By Jason D. Fernandes, Maximilian Haeussler, Joel Armstrong, Kristof Tigyi, Joshua Gu, Natalie Filippi, Jessica Pierce, Tiffany Thisner, Paola Angulo, Sol Katzman, Benedict Paten, David Haussler, Sofie R. Salama

Posted 27 Sep 2018
bioRxiv DOI: 10.1101/429563

KRAB Zinc Finger Proteins (KZNFs) are the largest and fastest evolving family of human transcription factors.
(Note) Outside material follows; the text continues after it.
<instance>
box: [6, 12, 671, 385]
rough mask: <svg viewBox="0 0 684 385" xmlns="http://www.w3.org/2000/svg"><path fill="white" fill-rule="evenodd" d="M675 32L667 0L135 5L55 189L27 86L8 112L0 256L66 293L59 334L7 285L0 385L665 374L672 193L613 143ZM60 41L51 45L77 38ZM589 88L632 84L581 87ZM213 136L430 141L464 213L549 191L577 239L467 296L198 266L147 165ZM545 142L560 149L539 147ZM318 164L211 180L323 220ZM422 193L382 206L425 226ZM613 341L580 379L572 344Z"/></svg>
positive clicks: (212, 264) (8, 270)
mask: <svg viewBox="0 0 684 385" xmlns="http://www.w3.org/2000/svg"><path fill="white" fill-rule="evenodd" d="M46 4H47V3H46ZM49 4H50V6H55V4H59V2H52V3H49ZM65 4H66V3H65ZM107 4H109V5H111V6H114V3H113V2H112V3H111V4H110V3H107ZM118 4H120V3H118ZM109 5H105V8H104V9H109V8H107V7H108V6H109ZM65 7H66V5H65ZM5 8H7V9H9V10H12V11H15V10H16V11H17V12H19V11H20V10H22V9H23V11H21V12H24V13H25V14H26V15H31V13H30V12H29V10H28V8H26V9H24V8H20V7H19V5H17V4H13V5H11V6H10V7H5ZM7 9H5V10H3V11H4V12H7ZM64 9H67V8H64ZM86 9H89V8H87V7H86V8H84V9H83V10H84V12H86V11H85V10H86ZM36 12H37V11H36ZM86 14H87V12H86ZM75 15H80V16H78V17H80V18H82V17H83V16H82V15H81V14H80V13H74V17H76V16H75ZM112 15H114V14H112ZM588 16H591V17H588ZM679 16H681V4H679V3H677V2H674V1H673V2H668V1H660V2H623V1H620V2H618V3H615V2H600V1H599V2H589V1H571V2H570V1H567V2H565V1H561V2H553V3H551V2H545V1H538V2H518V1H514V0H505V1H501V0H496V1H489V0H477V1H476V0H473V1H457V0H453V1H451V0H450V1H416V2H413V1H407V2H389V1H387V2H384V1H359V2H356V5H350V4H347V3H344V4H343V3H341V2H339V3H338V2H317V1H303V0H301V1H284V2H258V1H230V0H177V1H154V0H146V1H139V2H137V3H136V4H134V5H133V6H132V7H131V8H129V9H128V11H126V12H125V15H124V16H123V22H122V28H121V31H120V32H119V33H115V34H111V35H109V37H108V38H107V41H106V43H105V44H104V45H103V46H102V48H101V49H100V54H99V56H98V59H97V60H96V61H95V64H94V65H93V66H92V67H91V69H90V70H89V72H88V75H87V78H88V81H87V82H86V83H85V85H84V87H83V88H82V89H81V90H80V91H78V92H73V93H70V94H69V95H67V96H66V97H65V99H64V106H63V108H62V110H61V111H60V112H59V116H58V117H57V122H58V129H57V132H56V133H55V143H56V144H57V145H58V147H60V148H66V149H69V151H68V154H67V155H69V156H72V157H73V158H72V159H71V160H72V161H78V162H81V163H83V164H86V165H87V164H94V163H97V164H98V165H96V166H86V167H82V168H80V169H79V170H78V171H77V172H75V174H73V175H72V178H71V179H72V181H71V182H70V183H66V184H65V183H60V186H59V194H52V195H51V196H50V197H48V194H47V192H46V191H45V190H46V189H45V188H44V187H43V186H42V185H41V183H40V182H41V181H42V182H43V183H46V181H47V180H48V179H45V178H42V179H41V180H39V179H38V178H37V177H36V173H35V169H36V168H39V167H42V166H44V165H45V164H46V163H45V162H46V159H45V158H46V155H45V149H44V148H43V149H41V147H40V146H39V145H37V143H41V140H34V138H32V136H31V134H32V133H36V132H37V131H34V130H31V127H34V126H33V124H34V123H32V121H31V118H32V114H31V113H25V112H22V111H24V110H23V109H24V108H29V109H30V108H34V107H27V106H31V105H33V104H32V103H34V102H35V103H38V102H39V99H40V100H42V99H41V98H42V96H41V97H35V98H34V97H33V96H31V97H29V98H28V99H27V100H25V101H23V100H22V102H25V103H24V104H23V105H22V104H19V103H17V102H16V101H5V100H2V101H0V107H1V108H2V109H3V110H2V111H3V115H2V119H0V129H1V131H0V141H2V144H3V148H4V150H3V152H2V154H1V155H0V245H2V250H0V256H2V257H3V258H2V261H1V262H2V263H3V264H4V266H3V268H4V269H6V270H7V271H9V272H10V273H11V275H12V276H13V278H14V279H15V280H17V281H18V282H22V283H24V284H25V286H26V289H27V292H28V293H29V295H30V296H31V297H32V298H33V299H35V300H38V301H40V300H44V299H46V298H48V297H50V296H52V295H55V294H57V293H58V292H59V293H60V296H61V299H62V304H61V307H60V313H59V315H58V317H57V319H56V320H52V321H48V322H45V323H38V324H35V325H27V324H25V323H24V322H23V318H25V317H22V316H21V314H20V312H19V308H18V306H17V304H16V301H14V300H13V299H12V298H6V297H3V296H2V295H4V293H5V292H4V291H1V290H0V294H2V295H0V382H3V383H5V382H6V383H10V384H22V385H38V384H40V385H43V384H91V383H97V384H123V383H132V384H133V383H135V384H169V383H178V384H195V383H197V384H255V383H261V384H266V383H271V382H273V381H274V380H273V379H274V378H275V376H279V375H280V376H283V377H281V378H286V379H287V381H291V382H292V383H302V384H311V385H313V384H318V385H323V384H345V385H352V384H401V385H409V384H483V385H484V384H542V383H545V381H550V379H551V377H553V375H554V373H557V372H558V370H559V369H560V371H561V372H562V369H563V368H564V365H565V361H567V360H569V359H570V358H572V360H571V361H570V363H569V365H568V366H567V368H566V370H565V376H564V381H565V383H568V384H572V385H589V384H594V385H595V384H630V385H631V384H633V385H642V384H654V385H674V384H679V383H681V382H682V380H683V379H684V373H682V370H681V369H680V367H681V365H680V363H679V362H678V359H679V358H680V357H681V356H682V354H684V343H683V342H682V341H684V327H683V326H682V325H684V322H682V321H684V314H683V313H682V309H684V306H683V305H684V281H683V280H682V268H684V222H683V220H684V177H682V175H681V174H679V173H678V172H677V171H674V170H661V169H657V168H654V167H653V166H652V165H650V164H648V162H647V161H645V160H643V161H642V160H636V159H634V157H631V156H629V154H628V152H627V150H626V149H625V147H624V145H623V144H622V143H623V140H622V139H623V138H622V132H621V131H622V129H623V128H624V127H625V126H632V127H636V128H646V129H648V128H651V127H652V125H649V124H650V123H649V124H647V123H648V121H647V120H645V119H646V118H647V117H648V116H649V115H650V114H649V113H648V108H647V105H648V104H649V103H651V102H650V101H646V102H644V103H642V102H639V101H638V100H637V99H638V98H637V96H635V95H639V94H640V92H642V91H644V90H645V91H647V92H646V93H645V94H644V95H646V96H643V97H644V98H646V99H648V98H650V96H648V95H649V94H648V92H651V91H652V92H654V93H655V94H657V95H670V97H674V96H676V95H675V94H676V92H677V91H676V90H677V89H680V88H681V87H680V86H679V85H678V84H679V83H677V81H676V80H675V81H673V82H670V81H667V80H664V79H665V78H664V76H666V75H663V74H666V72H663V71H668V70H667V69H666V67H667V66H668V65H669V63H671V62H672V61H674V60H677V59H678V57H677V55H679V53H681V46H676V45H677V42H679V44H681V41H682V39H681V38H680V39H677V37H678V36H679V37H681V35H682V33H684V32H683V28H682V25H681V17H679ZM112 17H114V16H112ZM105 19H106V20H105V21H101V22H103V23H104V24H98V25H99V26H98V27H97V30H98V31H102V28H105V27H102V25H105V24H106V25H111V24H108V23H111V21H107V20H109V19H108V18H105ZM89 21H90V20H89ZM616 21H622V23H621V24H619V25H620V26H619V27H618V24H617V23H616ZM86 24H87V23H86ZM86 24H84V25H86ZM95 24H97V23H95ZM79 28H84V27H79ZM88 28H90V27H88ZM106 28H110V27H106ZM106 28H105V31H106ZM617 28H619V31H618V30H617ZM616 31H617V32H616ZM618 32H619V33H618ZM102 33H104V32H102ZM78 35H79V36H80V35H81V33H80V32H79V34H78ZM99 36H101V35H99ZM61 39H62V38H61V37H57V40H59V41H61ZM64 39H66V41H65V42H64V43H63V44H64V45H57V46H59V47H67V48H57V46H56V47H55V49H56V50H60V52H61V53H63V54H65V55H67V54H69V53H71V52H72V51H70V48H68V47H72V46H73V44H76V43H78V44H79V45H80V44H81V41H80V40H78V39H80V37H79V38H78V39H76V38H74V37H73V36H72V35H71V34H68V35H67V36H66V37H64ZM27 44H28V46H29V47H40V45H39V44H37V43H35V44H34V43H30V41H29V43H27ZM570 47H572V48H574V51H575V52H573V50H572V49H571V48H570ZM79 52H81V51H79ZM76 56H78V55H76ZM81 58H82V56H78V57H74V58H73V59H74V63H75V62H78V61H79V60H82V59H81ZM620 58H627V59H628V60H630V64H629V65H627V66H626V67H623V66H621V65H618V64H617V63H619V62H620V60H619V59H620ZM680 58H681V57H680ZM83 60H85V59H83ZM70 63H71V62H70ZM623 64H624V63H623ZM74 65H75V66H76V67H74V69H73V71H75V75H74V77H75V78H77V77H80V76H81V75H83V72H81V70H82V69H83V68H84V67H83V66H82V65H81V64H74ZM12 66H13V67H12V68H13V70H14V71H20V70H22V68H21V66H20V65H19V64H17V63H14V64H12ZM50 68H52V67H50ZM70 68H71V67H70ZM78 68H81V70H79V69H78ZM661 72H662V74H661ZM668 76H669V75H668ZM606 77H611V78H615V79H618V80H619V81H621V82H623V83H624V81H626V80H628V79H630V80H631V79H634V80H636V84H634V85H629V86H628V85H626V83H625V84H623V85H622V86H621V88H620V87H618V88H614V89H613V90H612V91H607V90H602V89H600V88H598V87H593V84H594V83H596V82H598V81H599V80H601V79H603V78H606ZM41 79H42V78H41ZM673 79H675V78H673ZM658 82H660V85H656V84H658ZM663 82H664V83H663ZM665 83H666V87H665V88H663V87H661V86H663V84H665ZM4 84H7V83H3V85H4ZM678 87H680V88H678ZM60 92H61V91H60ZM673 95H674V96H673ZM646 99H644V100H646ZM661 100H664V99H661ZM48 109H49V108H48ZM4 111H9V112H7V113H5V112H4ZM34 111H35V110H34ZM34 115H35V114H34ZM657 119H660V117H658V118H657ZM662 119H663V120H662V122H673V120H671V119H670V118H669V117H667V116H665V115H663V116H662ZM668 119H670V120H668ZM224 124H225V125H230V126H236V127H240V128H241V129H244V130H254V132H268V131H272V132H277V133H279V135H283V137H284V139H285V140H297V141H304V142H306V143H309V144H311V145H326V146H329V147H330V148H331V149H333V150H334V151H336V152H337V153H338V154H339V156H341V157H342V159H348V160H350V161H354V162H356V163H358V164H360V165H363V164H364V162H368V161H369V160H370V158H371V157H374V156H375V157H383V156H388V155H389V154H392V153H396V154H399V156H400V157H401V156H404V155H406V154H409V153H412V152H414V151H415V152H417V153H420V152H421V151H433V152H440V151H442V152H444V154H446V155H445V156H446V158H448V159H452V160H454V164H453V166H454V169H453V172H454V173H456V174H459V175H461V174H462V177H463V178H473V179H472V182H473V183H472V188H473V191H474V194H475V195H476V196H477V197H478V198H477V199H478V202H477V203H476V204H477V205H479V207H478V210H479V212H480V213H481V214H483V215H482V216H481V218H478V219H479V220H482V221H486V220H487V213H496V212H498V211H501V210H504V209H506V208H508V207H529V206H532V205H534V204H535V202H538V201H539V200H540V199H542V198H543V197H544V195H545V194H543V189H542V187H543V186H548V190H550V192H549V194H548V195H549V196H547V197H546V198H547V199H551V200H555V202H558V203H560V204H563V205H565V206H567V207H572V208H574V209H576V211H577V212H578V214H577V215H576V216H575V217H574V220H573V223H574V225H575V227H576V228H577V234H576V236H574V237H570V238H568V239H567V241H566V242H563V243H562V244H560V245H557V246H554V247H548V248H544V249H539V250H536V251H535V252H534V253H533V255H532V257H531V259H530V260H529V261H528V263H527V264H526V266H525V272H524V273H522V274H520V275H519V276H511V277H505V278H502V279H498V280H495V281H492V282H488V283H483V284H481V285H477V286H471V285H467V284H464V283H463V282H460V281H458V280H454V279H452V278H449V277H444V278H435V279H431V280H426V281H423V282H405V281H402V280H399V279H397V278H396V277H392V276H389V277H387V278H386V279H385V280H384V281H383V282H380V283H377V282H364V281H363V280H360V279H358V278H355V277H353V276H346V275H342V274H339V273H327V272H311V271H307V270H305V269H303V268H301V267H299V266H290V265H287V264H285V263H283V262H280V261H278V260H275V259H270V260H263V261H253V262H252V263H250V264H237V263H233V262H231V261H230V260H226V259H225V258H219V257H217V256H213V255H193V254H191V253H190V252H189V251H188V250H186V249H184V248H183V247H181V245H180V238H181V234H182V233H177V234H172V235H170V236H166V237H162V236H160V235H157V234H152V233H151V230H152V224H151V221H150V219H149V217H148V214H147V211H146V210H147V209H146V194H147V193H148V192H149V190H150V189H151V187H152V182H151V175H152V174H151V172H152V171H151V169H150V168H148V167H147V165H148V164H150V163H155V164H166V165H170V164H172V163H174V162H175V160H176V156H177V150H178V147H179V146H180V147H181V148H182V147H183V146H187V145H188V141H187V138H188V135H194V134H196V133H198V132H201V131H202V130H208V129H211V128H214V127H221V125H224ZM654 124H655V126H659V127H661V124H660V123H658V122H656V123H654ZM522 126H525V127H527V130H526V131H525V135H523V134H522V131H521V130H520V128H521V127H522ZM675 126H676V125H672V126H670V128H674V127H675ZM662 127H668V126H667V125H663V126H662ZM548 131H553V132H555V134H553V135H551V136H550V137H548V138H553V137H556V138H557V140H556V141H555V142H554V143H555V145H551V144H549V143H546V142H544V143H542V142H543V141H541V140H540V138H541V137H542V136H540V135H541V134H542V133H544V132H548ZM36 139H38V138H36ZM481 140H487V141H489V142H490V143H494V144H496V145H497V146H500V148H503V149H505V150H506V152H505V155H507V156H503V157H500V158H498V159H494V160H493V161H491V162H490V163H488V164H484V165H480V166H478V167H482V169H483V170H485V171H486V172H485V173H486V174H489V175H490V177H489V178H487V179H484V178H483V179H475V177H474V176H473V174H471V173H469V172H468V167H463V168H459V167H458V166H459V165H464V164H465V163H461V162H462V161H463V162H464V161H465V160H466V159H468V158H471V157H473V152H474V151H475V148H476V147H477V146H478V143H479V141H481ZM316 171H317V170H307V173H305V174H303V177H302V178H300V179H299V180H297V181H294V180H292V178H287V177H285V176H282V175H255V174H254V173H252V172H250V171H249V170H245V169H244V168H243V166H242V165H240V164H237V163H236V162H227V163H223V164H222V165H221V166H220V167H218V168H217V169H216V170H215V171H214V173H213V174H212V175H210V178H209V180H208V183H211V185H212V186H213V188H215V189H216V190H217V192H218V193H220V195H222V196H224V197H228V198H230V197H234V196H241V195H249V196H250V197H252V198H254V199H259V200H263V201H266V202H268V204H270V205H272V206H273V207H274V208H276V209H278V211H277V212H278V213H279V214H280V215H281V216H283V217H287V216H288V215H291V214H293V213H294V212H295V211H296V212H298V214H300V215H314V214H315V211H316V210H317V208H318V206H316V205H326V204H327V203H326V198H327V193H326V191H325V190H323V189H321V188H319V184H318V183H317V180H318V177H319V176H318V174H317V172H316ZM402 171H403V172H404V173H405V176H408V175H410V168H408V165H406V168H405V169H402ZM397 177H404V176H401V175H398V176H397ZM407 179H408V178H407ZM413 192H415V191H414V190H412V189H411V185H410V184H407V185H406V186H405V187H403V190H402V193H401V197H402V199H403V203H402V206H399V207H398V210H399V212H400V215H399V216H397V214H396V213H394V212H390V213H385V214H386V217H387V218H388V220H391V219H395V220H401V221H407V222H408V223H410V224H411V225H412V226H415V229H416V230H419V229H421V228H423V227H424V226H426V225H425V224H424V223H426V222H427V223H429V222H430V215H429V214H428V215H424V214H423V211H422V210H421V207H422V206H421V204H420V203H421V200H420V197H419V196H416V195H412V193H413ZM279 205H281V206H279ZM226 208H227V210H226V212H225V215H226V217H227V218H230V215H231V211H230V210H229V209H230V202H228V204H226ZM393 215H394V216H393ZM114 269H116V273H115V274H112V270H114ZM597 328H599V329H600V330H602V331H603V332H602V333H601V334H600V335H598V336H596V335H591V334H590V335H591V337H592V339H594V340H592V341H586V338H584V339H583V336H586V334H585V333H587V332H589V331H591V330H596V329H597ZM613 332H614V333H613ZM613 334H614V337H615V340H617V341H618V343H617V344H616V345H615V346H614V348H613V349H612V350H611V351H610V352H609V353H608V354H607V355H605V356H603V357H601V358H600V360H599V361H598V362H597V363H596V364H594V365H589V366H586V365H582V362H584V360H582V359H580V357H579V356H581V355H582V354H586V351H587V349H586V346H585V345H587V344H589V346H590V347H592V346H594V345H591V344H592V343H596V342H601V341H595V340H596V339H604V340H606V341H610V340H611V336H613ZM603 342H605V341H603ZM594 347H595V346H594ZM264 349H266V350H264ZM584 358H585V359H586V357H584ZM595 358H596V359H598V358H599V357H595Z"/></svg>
The evolution of this protein family is closely linked to the tempo of retrotransposable element (RTE) invasions, with specific KZNF family members demonstrated to transcriptionally repress specific families of RTEs. The competing selective pressures between RTEs and the KZNFs results in evolutionary arms races whereby KZNFs evolve to recognize RTEs, while RTEs evolve to escape KZNF recognition. Evolutionary analyses of the primate-specific RTE family L1PA and two of its KZNF binders, ZNF93 and ZNF649, reveal specific nucleotide and amino changes consistent with an arms race scenario. Our results suggest a model whereby ZNF649 and ZNF93 worked together to target independent motifs within the L1PA RTE lineage. L1PA elements eventually escaped the concerted action of this KZNF "team" over ~30 million years through two distinct mechanisms: a slow accumulation of point mutations in the ZNF649 binding site and a rapid, massive deletion of the entire ZNF93 binding site.